Tetapi, menurut mantan Menteri Koordinator Bidang Politik Hukum dan Keamanan ini, sekarang ini dinilai oleh banyak pakar, pelaku politik yang sudah senior sebagai pemilu yang paling brutal.
"Tidak ada pemilu yang sebelumnya seperti ini. Dimana pejabat tertinggi turun, meski bilangnya tidak kampanye, isinya kampanye. Apalagi ada ancaman kerak putih sehingga dianggap paling brutal," kata Cawapres 03 ini.

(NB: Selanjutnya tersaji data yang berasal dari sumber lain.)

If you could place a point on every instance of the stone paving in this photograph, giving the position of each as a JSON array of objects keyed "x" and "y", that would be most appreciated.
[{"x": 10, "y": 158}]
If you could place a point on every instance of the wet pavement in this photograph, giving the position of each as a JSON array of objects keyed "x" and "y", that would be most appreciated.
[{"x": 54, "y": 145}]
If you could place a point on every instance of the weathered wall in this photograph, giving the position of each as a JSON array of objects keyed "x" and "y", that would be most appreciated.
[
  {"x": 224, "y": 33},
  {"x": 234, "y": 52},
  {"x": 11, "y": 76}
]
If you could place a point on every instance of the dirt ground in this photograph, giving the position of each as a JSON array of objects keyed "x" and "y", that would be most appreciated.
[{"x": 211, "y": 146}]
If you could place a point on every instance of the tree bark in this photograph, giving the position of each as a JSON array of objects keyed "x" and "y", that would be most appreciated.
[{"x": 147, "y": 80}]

Kata Mahfud, jangan terjadi perusakan demokrasi dan hukum. Karena kalau terjadi, makan akan terjadi lagi ke depan.
"Kalau mau pemilu, Anda dekat dengan kekuasaan dan Anda punya duit. Hanya itu. Lalu orang yang biasa tapi hebat (pemikirannya) tak bisa tampil," kata mantan Ketua Mahkamah Konstitusi ini.
Kata dia, apa yang dilakukan kubu Ganjar Pranowo-Mahfud ke MK bukan mencari menang tapi murni election (demokrasi baik) ke depan.
"Nah itu harus diungkap oleh sebuah teater hukum di MK," ujarnya.
Belum Selesai
Sebelumnya, Sekretaris Jenderal (Sekjen) PDIP Harto Kristiyanto menegaskan Pemilu 2024 belum selesai.
Kata dia, masih ada proses lanjutan di MK.
Hasto menjelaskan, proses kejanggalan Pemilu 2024 dimulai dari keputusan MK yang meloloskan Gibran Rakabuming sebagai peserta Pemilihan Presiden (Pipres).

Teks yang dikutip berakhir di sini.